The same neighbor who had seen Audrey running to his house now watched Luciana do the same. He also observed appellant across the street "scrambling to get more shells to reload the gun." The neighbor yelled to Luciana to hurry because appellant was reloading. The neighbor's wife, who is a certified medical assistant, was getting medical supplies from her garage when she saw appellant approaching with the shotgun. She told appellant, "K.J., you don't want to do this." He yelled for her to get out of his way and that he was "going to kill LaShawn." The male neighbor stood by his garage door and yelled to appellant, "You're not coming in my house with that gun, my son's in this house." Appellant left their property. He started to place the shotgun in the back seat of his car but instead he dropped the shotgun in his front yard and drove away.

Because Luciana signed a voluntary affidavit of non-prosecution, the jury considered only the allegation in the first count of the indictment concerning appellant's aggravated assault of Audrey. At the conclusion of the jury trial, the trial court refused appellant's request for a charge on deadly conduct, which appellant argued was a lesser-included offense of aggravated assault. The court also refused to allow appellant to impeach Audrey with her misdemeanor conviction for failure to identify. But the court admitted the State's evidence that Luciana had asked one of her neighbors not to testify against appellant. The jury found appellant guilty of aggravated assault with a deadly weapon.



ANALYSIS



Requested Instruction on Deadly Conduct

Appellant's first point of error is that the court erred by refusing to instruct the jury on a lesser-included offense. See Tex. Code Crim. Proc. art. 37.08 (West 1981).
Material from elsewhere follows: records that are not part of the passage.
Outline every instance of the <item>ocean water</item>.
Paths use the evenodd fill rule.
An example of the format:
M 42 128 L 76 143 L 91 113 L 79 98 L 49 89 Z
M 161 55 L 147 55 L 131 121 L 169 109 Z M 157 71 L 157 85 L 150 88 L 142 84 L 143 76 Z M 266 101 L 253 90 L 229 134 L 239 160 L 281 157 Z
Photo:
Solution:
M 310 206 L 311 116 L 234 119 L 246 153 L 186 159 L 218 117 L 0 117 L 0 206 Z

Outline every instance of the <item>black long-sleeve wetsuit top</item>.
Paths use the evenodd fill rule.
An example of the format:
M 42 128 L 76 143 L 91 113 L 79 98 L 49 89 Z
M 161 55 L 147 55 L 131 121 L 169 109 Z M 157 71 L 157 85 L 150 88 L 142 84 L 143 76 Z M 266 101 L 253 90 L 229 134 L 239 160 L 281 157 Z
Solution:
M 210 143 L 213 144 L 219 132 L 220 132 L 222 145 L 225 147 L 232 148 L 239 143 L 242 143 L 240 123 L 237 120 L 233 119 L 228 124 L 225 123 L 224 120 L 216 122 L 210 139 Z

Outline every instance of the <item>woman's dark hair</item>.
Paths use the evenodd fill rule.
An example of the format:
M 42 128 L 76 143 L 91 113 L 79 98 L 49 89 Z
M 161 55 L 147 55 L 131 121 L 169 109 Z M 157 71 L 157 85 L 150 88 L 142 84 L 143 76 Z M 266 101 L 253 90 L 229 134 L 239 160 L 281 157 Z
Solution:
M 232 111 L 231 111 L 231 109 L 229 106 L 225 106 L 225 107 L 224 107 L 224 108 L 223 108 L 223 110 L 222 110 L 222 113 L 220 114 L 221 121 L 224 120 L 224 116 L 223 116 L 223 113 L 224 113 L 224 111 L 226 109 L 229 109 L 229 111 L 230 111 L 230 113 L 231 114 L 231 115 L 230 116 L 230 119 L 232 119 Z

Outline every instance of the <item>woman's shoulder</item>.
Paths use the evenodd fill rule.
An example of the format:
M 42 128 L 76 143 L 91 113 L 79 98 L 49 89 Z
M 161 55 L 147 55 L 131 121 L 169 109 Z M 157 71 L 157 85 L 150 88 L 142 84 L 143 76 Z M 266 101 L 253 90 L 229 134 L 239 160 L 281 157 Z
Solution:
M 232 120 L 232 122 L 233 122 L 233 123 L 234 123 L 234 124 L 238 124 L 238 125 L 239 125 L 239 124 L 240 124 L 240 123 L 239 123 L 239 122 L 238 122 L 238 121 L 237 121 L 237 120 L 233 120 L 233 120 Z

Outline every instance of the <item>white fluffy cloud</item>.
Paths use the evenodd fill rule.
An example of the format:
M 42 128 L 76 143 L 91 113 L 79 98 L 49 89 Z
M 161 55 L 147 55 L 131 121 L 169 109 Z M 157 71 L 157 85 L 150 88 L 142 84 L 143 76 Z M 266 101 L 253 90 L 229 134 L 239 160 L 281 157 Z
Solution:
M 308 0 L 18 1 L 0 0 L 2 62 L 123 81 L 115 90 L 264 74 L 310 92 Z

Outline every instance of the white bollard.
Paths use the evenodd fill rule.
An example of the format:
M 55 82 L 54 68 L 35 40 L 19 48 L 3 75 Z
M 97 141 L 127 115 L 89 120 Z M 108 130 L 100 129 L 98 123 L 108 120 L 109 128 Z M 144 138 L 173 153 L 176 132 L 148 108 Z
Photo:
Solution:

A lesser-included offense is one that



(1) is established by proof of the same or less than all the facts required to establish the commission of the offense charged;



(2) differs from the offense charged only in the respect that a less serious injury or risk of injury to the same person, property, or public interest suffices to establish its commission;



(3) differs from the offense charged only in the respect that a less culpable mental state suffices to establish its commission; or



(4) consists of an attempt to commit the offense charged or an otherwise included offense.



Hayward v. State, 158 S.W.3d 476, 478 (Tex. Crim. App. 2005) (citing Tex. Code Crim. Proc. art. 37.09 (West 1981)).